Come ha sottolineato Yohanan Plesner, presidente dell’Israel Democracy Institute, la crisi politica che ha caratterizzato gli ultimi due anni d’Israele ha avuto come costante il “fattore Netanyahu”, ovvero “un primo ministro popolare che lotta per rimanere al potere mentre è sotto accusa”. Netanyahu, infatti, il premier che ha governato più a lungo nella storia del Paese, è coinvolto in un triplice processo giudiziario con accuse di frode, corruzione e abuso di ufficio. Il diretto interessato nega di essere responsabile di tali reati e accusa media e partiti di sinistra di avere come unico elemento aggregatore l’esigenza di scalzarlo dalla scena politica israeliana. Nonostante i problemi del suo leader con la giustizia, il Likud continua ad essere il partito più votato dall’elettorato israeliano: lo si deve senza dubbio al successo della campagna vaccinale. Netanyahu, politico navigato, ha presto compreso l’importanza delle vaccinazioni contro il coronavirus come eccezionale strumento di consenso elettorale, sebbene molti cittadini del Paese ritengano pessima la sua gestione della pandemia, caratterizzata da diversi lockdown totali che hanno fortemente danneggiato l’economia. Bibi, come è soprannominato il premier uscente, ha abilmente sfruttato la limitata dimensione geografica e demografica d’Israele (la popolazione è inferiore a quella della Lombardia) per ottenere in maniera celere le dosi di cui aveva bisogno per far ripartire l’economia, riaprendo ristoranti, cinema e stadi. Il giorno delle elezioni in Israele la metà della popolazione aveva già ottenuto una copertura vaccinale completa, grazie all’accordo sulla sperimentazione con l’americana Pfizer che, a fronte dell’accesso a una mole considerevole di dati utili per studiare l’efficacia e gli effetti avversi delle vaccinazioni, ha concesso un numero ingente di dosi. Un’invidiabile organizzazione e la qualità del sistema sanitario nazionale hanno fatto il resto.

Al successo elettorale ha anche contribuito la firma degli “Accordi Abramo” lo scorso settembre, grazie ai quali Israele ha ottenuto la normalizzazione delle proprie relazioni con i Paesi arabo-sunniti firmatari. Tale distensione dei rapporti consente a Israele di uscire dall’accerchiamento al quale è sottoposto fin dalla sua nascita e compatta in un unico fronte tutti i nemici regionali dell’Iran, un Paese fortemente temuto tanto per il sostegno prestato a gruppi paramilitari impegnati in vari territori (come Siria, Iraq, Libano e Gaza) e, ancora di più, per il suo presunto programma nucleare.

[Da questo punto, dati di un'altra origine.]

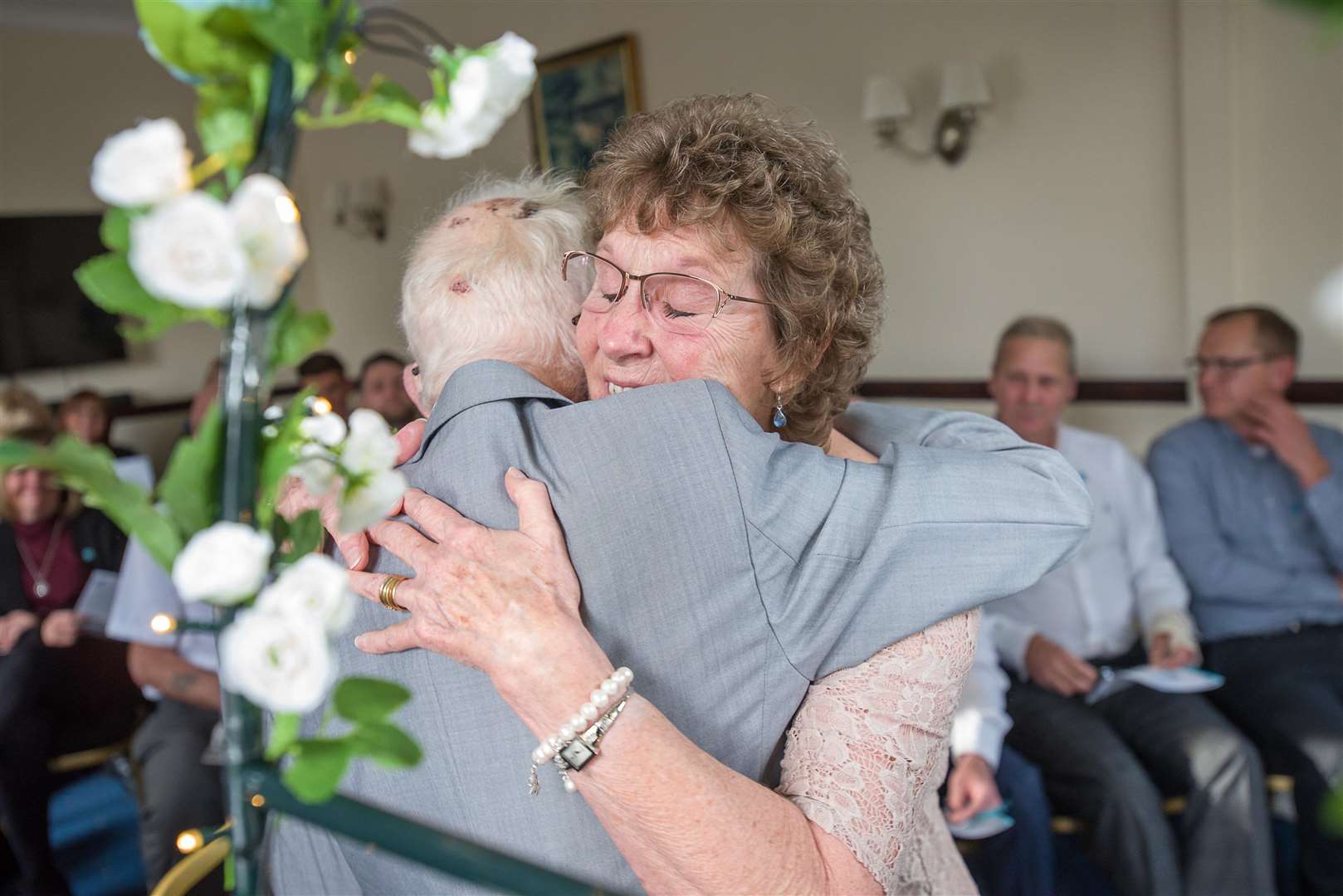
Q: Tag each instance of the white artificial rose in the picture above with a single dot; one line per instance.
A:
(315, 585)
(280, 661)
(187, 251)
(271, 236)
(471, 86)
(369, 504)
(513, 63)
(223, 564)
(371, 446)
(324, 429)
(144, 165)
(449, 134)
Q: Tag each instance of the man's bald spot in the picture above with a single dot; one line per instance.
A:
(481, 226)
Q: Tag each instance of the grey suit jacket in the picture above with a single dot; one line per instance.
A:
(725, 567)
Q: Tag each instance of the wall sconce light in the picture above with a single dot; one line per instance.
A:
(963, 93)
(362, 207)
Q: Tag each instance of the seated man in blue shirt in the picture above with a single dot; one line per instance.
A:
(1119, 602)
(1252, 497)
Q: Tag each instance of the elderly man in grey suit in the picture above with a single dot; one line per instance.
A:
(727, 567)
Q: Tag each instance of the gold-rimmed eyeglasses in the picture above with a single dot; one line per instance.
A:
(1227, 366)
(677, 303)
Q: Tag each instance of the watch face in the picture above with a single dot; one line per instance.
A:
(576, 754)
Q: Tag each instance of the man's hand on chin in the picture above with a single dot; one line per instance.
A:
(1275, 422)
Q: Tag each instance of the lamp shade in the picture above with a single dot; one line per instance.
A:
(882, 100)
(963, 85)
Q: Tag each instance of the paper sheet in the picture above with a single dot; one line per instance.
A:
(1188, 680)
(986, 824)
(95, 602)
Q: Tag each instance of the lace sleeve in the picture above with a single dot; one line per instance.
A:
(868, 751)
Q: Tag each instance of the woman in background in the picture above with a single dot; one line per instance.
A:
(58, 691)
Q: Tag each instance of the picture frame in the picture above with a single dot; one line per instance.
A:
(578, 99)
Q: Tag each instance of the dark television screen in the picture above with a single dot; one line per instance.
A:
(45, 319)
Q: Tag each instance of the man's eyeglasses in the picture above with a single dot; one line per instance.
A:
(677, 303)
(1227, 366)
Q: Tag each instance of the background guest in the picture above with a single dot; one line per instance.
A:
(1253, 503)
(58, 691)
(85, 416)
(1121, 602)
(326, 373)
(179, 672)
(382, 388)
(22, 410)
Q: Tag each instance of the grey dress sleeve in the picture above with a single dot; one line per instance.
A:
(958, 512)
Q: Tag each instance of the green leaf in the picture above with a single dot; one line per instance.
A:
(295, 334)
(191, 483)
(304, 535)
(317, 768)
(112, 285)
(284, 733)
(382, 101)
(165, 23)
(227, 130)
(291, 28)
(17, 453)
(369, 700)
(386, 744)
(87, 469)
(278, 455)
(200, 41)
(1331, 813)
(115, 230)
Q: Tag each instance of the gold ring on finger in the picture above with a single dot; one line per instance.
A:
(387, 592)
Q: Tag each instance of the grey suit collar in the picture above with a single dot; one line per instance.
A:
(482, 382)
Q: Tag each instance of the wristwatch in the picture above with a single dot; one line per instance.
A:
(582, 750)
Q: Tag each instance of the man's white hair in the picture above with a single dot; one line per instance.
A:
(484, 281)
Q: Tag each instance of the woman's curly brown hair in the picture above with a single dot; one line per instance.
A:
(736, 167)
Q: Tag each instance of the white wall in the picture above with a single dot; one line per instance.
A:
(1145, 162)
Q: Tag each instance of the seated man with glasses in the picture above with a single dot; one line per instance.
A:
(1252, 496)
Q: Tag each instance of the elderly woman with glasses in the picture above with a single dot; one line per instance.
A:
(732, 249)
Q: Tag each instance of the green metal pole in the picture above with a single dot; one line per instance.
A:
(243, 383)
(410, 840)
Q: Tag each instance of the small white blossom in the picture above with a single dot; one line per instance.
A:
(280, 661)
(450, 134)
(369, 503)
(316, 585)
(223, 564)
(317, 472)
(325, 429)
(144, 165)
(187, 251)
(371, 445)
(513, 62)
(273, 241)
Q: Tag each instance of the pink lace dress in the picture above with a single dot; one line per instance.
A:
(868, 751)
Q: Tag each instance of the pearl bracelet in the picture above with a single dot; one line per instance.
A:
(584, 723)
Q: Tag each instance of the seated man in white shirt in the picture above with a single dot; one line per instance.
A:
(178, 670)
(1121, 602)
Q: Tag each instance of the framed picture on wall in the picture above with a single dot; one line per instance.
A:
(578, 99)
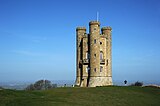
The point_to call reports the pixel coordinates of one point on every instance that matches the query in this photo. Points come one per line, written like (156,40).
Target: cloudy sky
(37,37)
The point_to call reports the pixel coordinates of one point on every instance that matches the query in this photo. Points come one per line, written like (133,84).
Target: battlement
(94,23)
(106,28)
(80,28)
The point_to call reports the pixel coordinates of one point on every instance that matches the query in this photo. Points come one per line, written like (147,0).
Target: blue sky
(37,37)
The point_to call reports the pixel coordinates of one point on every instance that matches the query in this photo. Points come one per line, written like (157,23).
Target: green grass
(99,96)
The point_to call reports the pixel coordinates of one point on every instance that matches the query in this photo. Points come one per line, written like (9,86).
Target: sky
(38,37)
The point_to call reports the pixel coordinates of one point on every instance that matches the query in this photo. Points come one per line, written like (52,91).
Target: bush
(41,85)
(137,84)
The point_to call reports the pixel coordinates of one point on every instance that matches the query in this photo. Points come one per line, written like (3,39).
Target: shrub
(41,85)
(137,84)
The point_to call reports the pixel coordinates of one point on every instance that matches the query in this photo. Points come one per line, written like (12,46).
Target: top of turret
(94,23)
(106,28)
(80,28)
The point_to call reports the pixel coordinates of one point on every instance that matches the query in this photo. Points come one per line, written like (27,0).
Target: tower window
(94,41)
(87,69)
(101,55)
(94,55)
(101,68)
(87,55)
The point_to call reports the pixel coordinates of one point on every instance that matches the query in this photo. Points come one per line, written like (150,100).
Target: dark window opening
(101,68)
(94,55)
(94,41)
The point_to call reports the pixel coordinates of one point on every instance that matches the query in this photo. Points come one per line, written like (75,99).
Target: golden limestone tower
(94,63)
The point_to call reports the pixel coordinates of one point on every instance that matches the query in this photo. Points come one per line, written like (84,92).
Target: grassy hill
(99,96)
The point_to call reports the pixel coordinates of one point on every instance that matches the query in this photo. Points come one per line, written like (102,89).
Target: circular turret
(106,30)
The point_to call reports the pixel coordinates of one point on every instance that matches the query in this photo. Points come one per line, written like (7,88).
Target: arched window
(87,69)
(101,55)
(101,68)
(87,55)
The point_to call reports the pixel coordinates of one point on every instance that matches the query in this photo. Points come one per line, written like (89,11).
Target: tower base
(100,81)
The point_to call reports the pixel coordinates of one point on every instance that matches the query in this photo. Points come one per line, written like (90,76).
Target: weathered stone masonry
(94,63)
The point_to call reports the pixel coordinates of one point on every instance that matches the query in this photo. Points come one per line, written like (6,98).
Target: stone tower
(94,63)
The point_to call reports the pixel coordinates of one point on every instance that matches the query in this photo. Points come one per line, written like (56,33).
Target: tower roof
(94,23)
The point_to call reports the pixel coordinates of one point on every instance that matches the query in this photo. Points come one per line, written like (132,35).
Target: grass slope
(99,96)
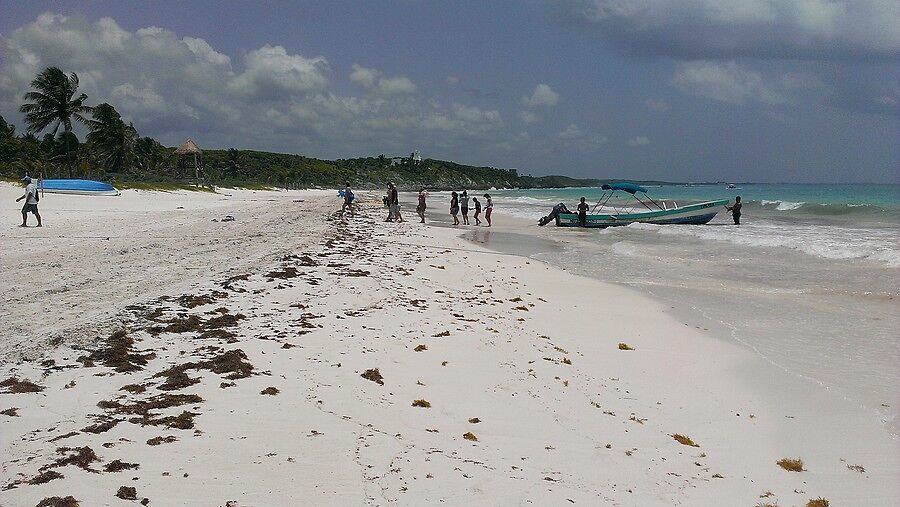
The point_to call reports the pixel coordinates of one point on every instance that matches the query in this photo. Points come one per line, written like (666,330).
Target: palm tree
(111,139)
(52,102)
(233,163)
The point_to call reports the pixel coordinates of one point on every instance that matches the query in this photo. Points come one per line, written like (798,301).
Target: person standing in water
(394,202)
(464,206)
(582,213)
(420,209)
(477,210)
(488,208)
(348,199)
(736,210)
(31,200)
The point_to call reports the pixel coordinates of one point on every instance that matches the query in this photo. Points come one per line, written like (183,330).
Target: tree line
(114,150)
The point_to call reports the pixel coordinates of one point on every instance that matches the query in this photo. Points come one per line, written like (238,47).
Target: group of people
(459,202)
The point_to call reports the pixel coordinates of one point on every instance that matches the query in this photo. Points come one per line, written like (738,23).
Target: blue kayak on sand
(81,187)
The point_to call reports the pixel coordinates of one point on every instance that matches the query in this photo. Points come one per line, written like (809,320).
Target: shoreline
(563,413)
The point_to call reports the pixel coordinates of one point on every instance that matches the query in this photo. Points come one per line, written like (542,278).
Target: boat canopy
(631,188)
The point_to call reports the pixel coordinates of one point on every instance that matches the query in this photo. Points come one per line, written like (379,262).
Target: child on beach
(454,207)
(582,213)
(31,200)
(420,209)
(464,206)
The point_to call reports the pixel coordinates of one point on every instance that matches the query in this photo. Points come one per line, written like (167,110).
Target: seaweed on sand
(58,501)
(374,375)
(127,493)
(791,464)
(16,386)
(683,440)
(118,466)
(45,477)
(82,457)
(161,440)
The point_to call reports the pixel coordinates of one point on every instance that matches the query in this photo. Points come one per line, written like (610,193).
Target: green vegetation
(114,151)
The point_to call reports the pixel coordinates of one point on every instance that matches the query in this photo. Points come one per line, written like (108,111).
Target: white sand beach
(234,363)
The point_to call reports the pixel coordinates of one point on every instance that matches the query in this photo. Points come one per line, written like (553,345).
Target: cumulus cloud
(725,82)
(527,117)
(638,141)
(542,95)
(374,81)
(173,87)
(704,29)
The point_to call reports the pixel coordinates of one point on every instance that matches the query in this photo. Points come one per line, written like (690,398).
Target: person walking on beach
(488,208)
(464,206)
(31,200)
(348,199)
(394,202)
(477,210)
(420,209)
(735,210)
(454,207)
(582,213)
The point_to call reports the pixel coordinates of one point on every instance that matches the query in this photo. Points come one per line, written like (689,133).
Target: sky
(678,90)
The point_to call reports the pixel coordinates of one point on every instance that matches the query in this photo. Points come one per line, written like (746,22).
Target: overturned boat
(648,210)
(80,187)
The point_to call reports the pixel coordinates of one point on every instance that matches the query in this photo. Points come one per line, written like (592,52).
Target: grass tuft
(791,464)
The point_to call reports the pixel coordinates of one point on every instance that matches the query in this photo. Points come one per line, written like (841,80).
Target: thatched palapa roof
(187,148)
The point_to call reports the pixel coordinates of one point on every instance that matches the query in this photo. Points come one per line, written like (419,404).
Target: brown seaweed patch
(192,301)
(288,272)
(161,440)
(16,386)
(118,466)
(45,477)
(133,388)
(791,464)
(374,375)
(683,440)
(58,501)
(82,457)
(102,426)
(118,354)
(127,493)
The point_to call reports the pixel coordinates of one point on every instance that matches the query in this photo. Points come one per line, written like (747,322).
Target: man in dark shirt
(735,210)
(582,213)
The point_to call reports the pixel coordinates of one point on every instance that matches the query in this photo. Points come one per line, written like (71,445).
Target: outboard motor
(554,215)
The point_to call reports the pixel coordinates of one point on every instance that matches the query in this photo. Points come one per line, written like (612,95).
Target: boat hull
(78,187)
(694,214)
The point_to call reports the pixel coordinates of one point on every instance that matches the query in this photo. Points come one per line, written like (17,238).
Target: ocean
(809,281)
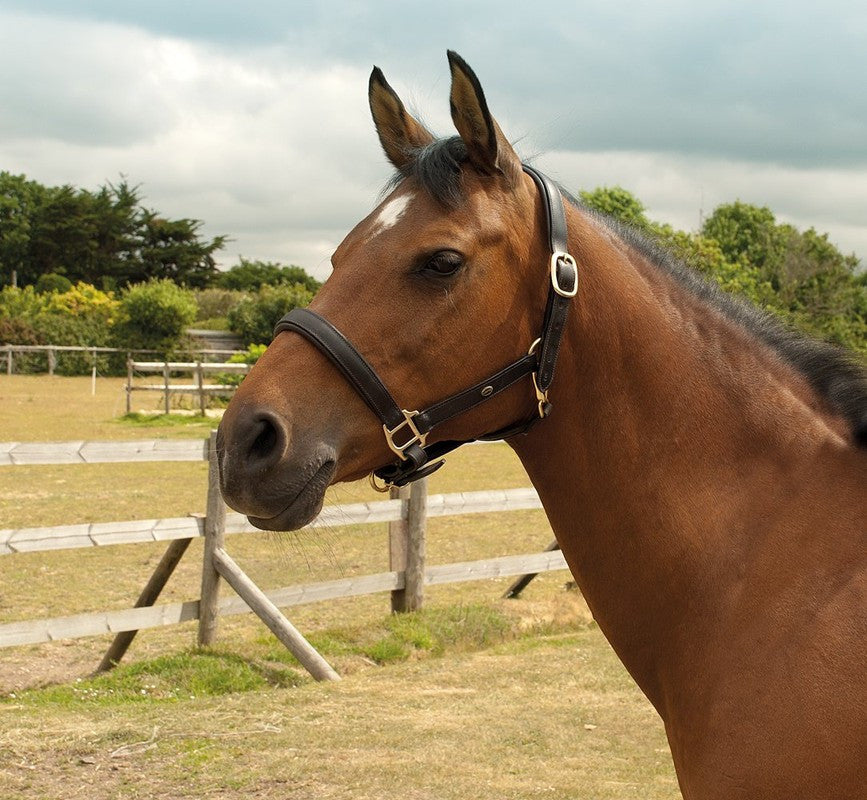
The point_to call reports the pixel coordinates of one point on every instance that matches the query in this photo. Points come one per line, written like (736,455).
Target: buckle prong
(558,258)
(408,422)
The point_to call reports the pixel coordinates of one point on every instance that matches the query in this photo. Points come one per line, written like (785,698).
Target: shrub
(83,317)
(251,356)
(255,316)
(215,302)
(53,282)
(252,275)
(153,315)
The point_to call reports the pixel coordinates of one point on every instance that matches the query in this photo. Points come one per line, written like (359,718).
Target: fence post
(200,382)
(397,544)
(215,530)
(128,383)
(166,383)
(148,597)
(415,545)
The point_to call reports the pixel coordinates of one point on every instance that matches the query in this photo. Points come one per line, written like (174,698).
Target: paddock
(483,721)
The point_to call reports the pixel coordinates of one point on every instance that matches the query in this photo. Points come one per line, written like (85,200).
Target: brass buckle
(416,438)
(541,397)
(376,487)
(556,258)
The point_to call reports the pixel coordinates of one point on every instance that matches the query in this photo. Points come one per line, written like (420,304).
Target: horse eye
(446,262)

Quanto al popolo palestinese, proprio la normalizzazione delle relazioni tra i Paesi aderenti agli Accordi Abramo ha probabilmente posto la parola fine alla possibilità di realizzare la soluzione politica “due popoli due Stati”. La nascita di uno Stato palestinese, come già accaduto nelle più recenti tornate elettorali del Paese, è destinata a rimanere sostanzialmente al di fuori del dibattito pubblico, a prescindere da chi avrà la meglio tra le due coalizioni in lotta per la formazione del nuovo esecutivo israeliano. Il malcontento palestinese è emerso anche di recente, quando da Gaza è partito un razzo poi caduto nei pressi di Beersheva (parte sud di Israele), dove Netanyahu partecipava ad un appuntamento elettorale.